パワースポット

2009年11月10日 (火)

パワースポットなんていらない

タイトルはやや挑発的ですが、内容はとても穏やかです(と思います(笑))。

パワースポットなんていらない

 私はスピリチュアリズムを学び直すようになってから、行く先々にある神社のことが気になり始め、時間が許せば、できるだけお参りするようになった。神道については、世界でも珍しいスピリチュアリズムと親和性のあるすばらしい宗教と絶賛する人たちもいれば、世界中の未開社会にあるアニミズムの一種にすぎないと切り捨てる見解もある。どちらも極論だとは思うが、日本だけ特別と思い上がるよりは、どこにでもあるアニミズムの一種と謙虚に考えておく方がまだ健全だと思う。

 書店では、神社を含めたパワースポットを紹介した本や雑誌の特集も目につく。少し行き過ぎのような気もする。なかには、各地の神社を訪れて、そこの神々への願意を取り次ぐことをビジネスにしているスピリチュアルカウンセラーもいたりして言葉を失ってしまう・・・。

 そういう私も今年の夏、心身の不調からまとまった休みをもらった機会に、いくつかの聖地を訪れた。京都の鞍馬山では、うっそうとした森、樹齢数百年の古木たちに囲まれ、とても癒される感じがした。比叡山延暦寺にも行った。深い自然、静寂な雰囲気にとても敬虔な気持ちにもなった。「国の宝とは何物ぞ。宝とは道心なり。道心ある人を名づけて国の宝となす。」「一隅を照らす、これすなわち国の宝なり」などという最澄の言葉が壁に掲示されていたりする。「国の宝になるような、一隅を照らすような働きをお前はしているか」と最澄に問い詰められたような気がして、ドキッとする。比叡山内を歩いていると、「お前はここで何をしているのか」という声が聞こえたような気がした。

 京都や大阪の様々な神社にもお参りした。そのたびに、とても大事な気づきを得たような気もした。しかし、それほどまでに神社や聖地にこだわる必要があるのかなという気もしてきた。商売繁盛や恋愛成就などのご利益、様々なランクのある祈祷料、立派な社殿建て替えのための寄付金集めなどなど、疑問に感じるところも多々あった。

 心身が疲れてくると、いつのまにか、神社やお寺などに癒しを求めている自分がいたが、「ちがう、そうではない」と言われているようにも感じた。実は、いろいろと歩き回った挙句、自宅や実家の一室で静かに瞑想しているときが、一番心が安らぎ、また、たくさんの啓示を受けたような気がした。

 古の人たちがそこに何らかのインスピレーションを感じて建てられた神社もあれば、時の権力者の都合で作られた神社もあるだろう。あまり個々の神社に過剰な意味づけをするのはどうかと思う。神社やお寺には長年にわたって多くの人たちが敬虔な気持ちでお参りしてきたので、その念の力で、神聖な雰囲気がするのだろうという説もある。それぐらいの理解がちょうどいいと私は思う。

 神社や公園を散策していると、必ずと言っていいほど、疲れて行き場をなくしたサラリーマンらしき人たち(私もその一人だろう)や、たくさんの荷物を抱えたホームレスらしき人たちに出会った。ある神社の裏手の公園では、たくさんの青テントがあり、多くのホームレスの人たちが暮らしていた。また、日本ではもう10年以上にわたって、自殺する人たちが年間3万人を超える状況が続いている(私の友人もその一人となってしまった)。
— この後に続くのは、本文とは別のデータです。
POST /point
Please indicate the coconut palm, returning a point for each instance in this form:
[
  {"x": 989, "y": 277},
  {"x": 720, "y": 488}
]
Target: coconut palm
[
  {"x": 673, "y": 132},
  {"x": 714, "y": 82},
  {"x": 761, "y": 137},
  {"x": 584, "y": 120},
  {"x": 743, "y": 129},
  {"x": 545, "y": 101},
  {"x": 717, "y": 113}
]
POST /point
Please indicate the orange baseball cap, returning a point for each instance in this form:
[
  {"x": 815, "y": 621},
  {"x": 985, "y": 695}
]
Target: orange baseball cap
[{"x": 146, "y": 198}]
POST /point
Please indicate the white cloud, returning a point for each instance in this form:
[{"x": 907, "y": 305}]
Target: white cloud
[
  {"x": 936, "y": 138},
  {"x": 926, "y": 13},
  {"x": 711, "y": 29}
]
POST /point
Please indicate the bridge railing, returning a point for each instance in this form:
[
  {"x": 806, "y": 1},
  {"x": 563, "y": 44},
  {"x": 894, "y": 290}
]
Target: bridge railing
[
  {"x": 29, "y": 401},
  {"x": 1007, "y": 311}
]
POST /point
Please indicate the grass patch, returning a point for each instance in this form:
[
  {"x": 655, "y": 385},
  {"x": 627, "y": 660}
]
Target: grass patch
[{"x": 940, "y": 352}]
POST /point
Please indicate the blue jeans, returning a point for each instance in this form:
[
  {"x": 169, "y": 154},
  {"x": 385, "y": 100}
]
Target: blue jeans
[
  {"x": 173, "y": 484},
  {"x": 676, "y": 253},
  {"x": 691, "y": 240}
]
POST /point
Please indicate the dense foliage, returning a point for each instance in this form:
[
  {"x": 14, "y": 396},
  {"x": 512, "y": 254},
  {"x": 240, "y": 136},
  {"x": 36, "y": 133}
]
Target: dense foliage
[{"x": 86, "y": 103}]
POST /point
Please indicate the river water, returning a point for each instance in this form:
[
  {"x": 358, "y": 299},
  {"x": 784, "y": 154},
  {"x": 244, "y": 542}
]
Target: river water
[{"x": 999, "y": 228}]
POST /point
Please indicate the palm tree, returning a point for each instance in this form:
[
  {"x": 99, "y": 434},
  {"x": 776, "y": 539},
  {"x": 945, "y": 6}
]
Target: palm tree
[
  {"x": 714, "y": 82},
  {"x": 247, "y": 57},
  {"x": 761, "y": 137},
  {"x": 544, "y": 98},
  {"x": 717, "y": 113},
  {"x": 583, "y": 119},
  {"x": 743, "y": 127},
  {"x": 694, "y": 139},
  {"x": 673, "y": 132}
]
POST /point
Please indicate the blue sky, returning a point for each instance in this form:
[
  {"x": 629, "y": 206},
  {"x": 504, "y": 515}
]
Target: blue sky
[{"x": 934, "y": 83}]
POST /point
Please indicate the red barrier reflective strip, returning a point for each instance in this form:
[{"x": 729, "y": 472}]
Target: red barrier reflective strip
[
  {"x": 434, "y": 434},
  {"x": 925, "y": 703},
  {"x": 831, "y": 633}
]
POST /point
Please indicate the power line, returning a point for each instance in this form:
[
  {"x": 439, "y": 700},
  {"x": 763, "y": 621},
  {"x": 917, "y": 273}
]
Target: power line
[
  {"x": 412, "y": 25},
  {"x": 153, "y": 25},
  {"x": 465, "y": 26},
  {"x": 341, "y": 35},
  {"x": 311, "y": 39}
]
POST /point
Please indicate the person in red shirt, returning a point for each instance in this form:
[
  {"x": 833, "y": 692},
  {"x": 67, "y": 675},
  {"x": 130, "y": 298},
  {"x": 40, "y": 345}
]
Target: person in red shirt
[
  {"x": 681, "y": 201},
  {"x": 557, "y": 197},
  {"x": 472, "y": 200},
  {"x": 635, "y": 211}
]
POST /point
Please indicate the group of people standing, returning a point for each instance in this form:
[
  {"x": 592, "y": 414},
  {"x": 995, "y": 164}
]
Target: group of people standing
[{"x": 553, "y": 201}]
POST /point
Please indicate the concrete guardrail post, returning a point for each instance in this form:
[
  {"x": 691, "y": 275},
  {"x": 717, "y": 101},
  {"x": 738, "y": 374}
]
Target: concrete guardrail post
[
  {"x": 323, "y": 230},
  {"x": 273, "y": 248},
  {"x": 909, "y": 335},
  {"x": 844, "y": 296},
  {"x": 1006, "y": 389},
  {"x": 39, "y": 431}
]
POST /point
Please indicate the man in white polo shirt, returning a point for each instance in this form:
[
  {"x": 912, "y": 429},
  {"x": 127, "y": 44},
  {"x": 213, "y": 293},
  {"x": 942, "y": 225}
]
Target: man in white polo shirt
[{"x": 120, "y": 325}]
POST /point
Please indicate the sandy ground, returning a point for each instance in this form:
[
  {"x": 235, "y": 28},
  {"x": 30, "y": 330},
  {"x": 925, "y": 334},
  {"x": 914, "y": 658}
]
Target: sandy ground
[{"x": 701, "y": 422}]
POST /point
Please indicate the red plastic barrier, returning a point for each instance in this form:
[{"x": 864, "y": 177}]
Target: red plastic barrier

 一方で、ニューエイジ系の情報誌には、様々なパワースポットや、驚くほど高価な癒しグッズやセミナーの案内が満載されている。現代日本で最も苦しんでいる人たちにこうした情報は無縁な世界だろう。宗教やスピリチュアルに関わる人たちは、こうした問題にどう向き合うべきだろうか。単に社会福祉活動にも参画するという意味ではなく、本当の魂の救いや癒しを地に足を着けた形でどのように提供できるかを考えていく必要があるように感じた。(やや偉そうな調子になってしまいました(苦笑))

 私は10代のときに日本のある宗教家の本でスピリチュアルな(当時そんな言葉は流通していなかったが)考え方を初めて知った。その後、シルバーバーチを読んで、その考え方がそっくりなのに驚いた記憶がある。その宗教家の言葉で印象に残っているものがある。それは、次のような趣旨の言葉だ。

「この大宇宙そのものが御神体であり、地球こそが大神殿である。それなのになぜ人間はそれ以外に高価な神体や豪華な神殿をつくりたがるのか」

 私は、この言葉は今でもなおスピリチュアリズムについての名言だと思う。